On the persistent complaints of overcharging for loans, and continued deductions of client’s money, UMRA says that while some microfinance institutions or moneylenders violate the rules, there are some people who intentionally refuse or avoid paying back. Nelson Mutatina, the Director Supervision at UMRA says the growing institutions also have to be protected against such if they are to succeed.
According to the laws, Tier 4 was purposely established to protect consumers from the exorbitant interest rates set by the money lenders as well as their illegal modes of transacting businesses.
Currently, the money lenders set their own interest rates, until the Minister is empowered through the Act to prescribe the maximum interest rate which a money lender is to charge. For this reason, money lenders are charging rates which the regulator admits are exorbitant.

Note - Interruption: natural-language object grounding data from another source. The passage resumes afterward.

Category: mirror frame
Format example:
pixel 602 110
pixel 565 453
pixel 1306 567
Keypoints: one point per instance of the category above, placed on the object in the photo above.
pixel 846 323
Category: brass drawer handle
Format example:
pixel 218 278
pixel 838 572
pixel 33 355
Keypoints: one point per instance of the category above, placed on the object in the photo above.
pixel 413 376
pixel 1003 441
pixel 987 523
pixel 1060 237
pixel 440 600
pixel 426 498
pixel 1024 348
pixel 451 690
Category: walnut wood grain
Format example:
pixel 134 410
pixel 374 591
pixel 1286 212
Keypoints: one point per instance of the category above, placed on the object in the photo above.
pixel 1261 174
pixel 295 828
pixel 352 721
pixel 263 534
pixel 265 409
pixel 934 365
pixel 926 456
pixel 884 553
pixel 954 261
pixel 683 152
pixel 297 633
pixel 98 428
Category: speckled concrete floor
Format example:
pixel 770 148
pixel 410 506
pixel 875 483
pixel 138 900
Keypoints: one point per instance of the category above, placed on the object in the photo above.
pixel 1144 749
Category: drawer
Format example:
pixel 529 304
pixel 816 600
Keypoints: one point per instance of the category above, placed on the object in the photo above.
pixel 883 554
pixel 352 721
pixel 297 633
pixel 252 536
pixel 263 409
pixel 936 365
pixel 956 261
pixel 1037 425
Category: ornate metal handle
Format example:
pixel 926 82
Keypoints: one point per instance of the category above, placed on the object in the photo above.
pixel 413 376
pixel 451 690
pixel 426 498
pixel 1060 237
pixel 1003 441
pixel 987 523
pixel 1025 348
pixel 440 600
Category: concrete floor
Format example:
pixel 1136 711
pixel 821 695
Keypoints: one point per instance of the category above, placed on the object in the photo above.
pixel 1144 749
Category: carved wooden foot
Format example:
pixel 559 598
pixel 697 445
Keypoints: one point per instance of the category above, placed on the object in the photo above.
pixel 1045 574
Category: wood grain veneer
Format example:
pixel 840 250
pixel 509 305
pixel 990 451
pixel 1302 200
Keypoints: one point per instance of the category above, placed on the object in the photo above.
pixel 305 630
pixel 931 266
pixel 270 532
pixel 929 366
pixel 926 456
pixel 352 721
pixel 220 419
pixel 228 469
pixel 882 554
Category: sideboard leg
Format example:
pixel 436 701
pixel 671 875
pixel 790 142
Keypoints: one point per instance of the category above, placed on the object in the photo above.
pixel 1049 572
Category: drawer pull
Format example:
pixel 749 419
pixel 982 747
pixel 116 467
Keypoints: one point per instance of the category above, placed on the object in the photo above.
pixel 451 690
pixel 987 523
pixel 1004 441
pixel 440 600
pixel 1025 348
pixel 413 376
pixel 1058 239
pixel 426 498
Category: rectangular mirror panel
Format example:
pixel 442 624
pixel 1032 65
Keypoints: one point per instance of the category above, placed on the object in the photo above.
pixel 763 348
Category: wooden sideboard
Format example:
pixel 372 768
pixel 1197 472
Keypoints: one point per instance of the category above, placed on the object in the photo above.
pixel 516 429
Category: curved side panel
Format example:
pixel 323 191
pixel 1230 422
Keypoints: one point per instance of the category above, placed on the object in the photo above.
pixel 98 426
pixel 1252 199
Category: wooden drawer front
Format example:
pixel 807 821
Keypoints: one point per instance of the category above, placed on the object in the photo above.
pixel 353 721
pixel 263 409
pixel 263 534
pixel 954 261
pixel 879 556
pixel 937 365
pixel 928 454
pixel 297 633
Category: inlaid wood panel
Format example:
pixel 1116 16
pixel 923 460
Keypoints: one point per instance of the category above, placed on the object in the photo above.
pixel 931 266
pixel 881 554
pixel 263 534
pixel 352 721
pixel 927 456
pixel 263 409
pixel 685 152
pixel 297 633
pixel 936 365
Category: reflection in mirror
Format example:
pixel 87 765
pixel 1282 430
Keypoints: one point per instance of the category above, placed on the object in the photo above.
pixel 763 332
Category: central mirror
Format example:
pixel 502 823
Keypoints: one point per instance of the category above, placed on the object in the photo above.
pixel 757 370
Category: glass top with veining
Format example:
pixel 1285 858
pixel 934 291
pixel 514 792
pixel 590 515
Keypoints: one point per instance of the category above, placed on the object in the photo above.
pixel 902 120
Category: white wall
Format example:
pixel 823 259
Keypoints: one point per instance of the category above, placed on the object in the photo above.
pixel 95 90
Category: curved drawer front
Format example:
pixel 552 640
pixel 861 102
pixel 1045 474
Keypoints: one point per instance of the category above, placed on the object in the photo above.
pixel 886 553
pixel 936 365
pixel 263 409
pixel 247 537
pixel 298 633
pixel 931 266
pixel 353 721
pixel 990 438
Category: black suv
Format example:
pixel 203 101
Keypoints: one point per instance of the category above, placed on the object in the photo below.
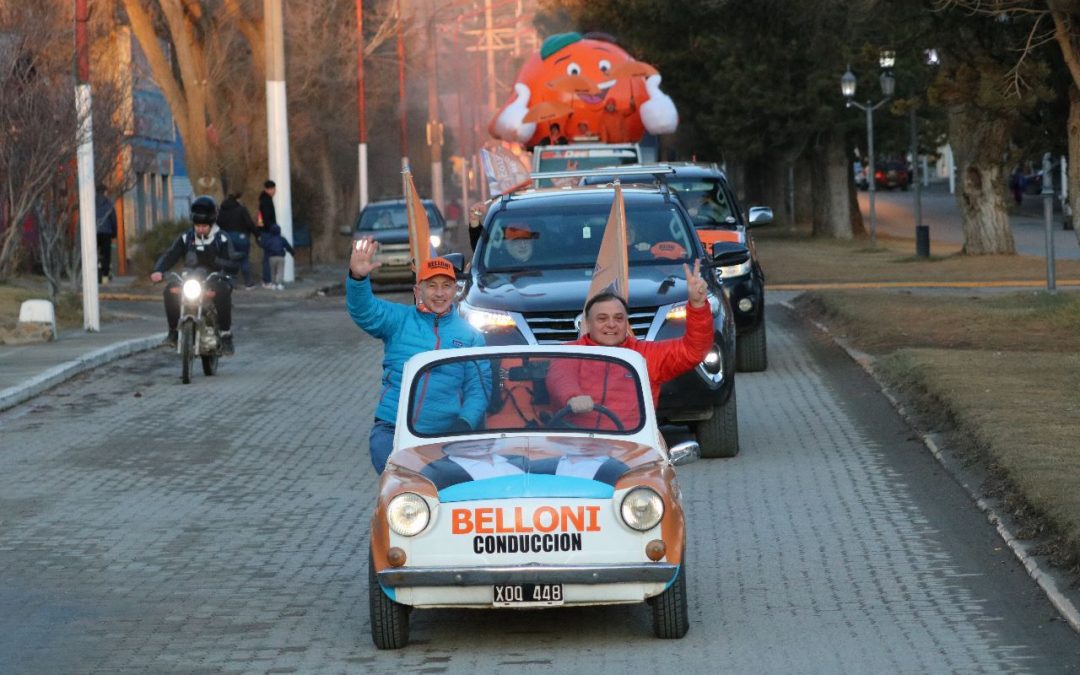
pixel 539 300
pixel 711 202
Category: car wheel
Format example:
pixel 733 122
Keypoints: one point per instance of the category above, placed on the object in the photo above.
pixel 751 355
pixel 671 618
pixel 389 619
pixel 718 436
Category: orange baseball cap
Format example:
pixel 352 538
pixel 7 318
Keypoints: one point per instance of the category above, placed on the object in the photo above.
pixel 435 267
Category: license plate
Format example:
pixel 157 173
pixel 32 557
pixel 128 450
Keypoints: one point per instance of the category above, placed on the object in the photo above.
pixel 527 594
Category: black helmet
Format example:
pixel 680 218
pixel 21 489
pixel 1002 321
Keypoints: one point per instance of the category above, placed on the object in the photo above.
pixel 204 211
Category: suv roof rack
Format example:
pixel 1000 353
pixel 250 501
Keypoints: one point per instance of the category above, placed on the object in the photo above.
pixel 615 172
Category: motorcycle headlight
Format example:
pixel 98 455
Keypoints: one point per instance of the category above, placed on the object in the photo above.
pixel 642 509
pixel 408 514
pixel 487 319
pixel 192 288
pixel 734 270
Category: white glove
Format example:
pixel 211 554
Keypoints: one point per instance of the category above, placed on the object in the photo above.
pixel 658 113
pixel 510 124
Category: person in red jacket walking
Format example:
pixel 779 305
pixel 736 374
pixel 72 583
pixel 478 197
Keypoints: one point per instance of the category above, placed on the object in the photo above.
pixel 581 385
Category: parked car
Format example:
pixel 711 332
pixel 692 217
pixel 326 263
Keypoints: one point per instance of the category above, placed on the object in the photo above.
pixel 388 223
pixel 539 301
pixel 528 510
pixel 891 175
pixel 705 192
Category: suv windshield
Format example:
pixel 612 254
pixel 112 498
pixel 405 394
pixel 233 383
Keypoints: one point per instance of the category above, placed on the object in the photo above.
pixel 704 200
pixel 467 394
pixel 391 217
pixel 562 237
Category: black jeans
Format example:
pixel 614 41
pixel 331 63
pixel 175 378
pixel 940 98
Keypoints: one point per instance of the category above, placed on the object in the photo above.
pixel 223 302
pixel 104 255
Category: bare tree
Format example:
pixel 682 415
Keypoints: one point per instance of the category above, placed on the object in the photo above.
pixel 38 121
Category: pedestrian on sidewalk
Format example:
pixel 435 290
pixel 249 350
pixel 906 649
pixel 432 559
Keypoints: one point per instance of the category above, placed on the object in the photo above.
pixel 237 223
pixel 106 214
pixel 432 323
pixel 268 217
pixel 1016 185
pixel 274 246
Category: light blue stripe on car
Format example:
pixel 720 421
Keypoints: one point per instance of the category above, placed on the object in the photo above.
pixel 527 485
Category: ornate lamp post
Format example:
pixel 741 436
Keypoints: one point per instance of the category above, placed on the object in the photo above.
pixel 888 85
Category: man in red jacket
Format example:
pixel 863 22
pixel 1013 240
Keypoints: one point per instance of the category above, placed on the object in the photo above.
pixel 581 385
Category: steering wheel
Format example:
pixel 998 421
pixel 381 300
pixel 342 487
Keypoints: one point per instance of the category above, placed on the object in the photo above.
pixel 557 417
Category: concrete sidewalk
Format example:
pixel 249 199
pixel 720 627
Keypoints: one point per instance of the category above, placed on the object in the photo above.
pixel 139 324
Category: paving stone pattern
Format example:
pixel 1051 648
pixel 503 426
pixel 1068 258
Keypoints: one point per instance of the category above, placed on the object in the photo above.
pixel 221 527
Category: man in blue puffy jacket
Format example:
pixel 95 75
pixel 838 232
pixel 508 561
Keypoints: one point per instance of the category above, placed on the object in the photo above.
pixel 432 323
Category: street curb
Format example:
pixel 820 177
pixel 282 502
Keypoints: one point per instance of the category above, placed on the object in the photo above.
pixel 1045 582
pixel 13 395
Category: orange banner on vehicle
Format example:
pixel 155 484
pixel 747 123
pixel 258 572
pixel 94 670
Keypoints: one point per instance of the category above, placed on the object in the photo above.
pixel 611 272
pixel 419 231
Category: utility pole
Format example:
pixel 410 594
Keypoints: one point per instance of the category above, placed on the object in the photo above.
pixel 434 126
pixel 278 123
pixel 84 162
pixel 361 100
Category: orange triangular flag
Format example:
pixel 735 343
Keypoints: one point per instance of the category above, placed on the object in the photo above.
pixel 611 272
pixel 419 234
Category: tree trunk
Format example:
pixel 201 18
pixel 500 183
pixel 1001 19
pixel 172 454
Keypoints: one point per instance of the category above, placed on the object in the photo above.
pixel 832 185
pixel 979 143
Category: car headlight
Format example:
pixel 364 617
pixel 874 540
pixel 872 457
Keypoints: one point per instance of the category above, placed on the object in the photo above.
pixel 734 270
pixel 678 311
pixel 408 514
pixel 192 288
pixel 487 319
pixel 642 509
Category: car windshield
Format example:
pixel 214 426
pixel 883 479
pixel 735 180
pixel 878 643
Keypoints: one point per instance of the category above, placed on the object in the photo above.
pixel 704 200
pixel 391 217
pixel 469 394
pixel 564 237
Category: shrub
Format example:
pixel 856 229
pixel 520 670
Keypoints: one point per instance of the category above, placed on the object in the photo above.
pixel 150 244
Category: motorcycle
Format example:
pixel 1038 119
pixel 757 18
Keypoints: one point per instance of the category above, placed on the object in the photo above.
pixel 199 333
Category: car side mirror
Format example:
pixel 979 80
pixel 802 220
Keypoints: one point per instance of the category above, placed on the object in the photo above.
pixel 458 261
pixel 684 453
pixel 729 254
pixel 759 215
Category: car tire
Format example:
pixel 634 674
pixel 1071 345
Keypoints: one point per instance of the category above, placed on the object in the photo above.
pixel 718 436
pixel 671 619
pixel 751 354
pixel 389 619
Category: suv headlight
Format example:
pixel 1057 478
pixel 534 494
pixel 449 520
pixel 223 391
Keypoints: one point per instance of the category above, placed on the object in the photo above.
pixel 192 288
pixel 408 514
pixel 678 310
pixel 487 319
pixel 734 270
pixel 642 509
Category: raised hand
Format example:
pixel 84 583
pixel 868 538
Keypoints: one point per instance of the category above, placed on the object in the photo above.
pixel 362 258
pixel 696 286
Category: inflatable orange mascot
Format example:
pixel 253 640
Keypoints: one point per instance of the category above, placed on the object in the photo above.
pixel 583 89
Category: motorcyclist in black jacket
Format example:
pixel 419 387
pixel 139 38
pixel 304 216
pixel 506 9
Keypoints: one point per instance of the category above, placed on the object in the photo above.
pixel 203 246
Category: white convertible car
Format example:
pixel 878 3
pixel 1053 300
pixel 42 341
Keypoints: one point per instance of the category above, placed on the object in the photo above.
pixel 499 495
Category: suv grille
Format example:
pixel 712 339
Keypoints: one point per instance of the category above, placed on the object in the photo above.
pixel 555 327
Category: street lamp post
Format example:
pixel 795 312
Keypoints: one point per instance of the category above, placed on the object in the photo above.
pixel 848 89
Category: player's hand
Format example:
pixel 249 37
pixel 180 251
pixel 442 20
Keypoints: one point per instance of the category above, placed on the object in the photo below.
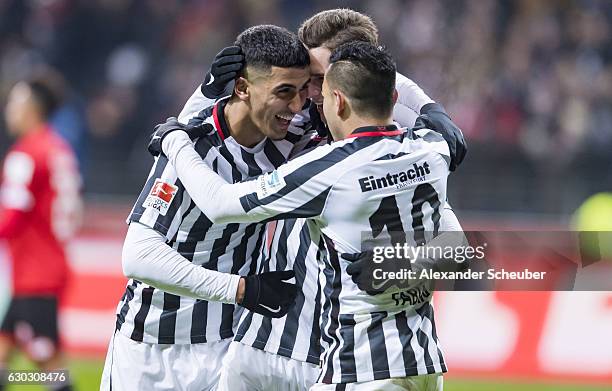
pixel 269 293
pixel 361 269
pixel 225 68
pixel 434 117
pixel 172 125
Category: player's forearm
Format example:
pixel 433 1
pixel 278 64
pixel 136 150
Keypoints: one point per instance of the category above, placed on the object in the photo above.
pixel 196 102
pixel 410 94
pixel 147 258
pixel 219 200
pixel 451 236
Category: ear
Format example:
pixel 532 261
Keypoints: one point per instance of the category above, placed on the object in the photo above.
pixel 241 88
pixel 340 102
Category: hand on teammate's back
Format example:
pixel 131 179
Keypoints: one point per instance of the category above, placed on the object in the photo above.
pixel 434 117
pixel 269 293
pixel 225 67
pixel 361 269
pixel 172 125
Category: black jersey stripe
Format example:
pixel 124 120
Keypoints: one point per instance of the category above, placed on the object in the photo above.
pixel 139 319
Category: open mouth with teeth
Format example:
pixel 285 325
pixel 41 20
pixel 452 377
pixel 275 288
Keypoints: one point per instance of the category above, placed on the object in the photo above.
pixel 284 119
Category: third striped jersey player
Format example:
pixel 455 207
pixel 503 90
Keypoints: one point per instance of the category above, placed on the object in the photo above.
pixel 339 188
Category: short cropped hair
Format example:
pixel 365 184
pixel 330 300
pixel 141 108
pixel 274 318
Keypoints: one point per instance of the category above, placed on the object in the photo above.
pixel 366 74
pixel 48 89
pixel 333 28
pixel 265 46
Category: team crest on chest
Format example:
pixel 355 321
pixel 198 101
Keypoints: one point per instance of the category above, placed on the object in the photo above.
pixel 160 197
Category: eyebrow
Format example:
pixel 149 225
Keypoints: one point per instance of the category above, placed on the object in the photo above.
pixel 285 85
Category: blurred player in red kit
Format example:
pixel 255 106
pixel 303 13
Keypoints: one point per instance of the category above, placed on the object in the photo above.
pixel 40 209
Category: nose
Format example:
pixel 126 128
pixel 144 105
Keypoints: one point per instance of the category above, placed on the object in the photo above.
pixel 297 102
pixel 314 93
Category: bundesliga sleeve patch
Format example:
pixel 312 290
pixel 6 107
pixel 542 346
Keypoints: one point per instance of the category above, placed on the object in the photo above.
pixel 160 197
pixel 269 184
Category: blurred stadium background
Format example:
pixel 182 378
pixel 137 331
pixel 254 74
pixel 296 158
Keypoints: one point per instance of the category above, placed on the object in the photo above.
pixel 529 82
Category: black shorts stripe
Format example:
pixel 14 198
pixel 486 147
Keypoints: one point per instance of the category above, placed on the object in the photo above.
pixel 139 319
pixel 378 347
pixel 138 209
pixel 198 321
pixel 128 296
pixel 423 338
pixel 405 336
pixel 263 334
pixel 346 354
pixel 314 350
pixel 167 321
pixel 332 290
pixel 434 334
pixel 288 337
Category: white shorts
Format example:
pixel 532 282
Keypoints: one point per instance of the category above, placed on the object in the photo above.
pixel 132 365
pixel 432 382
pixel 245 368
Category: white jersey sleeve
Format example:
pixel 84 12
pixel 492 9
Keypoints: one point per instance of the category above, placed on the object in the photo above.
pixel 147 258
pixel 290 191
pixel 196 102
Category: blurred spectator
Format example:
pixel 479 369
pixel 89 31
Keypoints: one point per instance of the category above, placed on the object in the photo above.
pixel 40 210
pixel 530 82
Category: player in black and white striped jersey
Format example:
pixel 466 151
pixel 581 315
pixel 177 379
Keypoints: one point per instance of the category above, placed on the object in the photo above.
pixel 296 336
pixel 185 271
pixel 371 342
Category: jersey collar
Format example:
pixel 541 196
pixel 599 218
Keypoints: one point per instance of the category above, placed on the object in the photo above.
pixel 375 131
pixel 219 118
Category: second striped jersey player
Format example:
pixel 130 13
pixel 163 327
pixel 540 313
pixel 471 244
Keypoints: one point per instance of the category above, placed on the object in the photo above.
pixel 366 338
pixel 164 302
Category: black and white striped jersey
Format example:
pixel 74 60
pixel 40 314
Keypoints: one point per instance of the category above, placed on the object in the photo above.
pixel 151 315
pixel 296 335
pixel 379 178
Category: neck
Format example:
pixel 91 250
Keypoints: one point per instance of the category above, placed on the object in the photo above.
pixel 241 127
pixel 354 122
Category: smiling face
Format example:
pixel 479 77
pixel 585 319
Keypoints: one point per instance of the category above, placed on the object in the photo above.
pixel 275 97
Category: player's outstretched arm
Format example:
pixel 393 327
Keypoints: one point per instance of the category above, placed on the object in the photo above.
pixel 412 101
pixel 269 197
pixel 147 258
pixel 225 68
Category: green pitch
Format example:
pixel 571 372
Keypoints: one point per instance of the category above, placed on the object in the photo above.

However, the most exploited category of borrowers is the ‘payroll borrowers’ or salary earners.
While the lenders connive with the employers to continue deducting salaries, UMRA says there are also workers who connive with employers to be removed from the payroll for some time, to avoid paying.
However, investigations later find the borrower at fault when cases come up, and this has been mainly the cause of conflicts at Platinum Credit, which faces losing its license. Mutatiina says all cases are therefore handled individually.
UMRA says there is now a high demand for microloans as people try to find means of surviving or lifting themselves up from the economic situation that has resulted from the Covid-19 induced lockdowns. Lenders will therefore take advantage to exploit the borrowers who are highly in need of money.
The legal officer Sheila Birungi urged the borrowers to always read the agreements to the dot before signing for the money, because this is where most of the problems begin.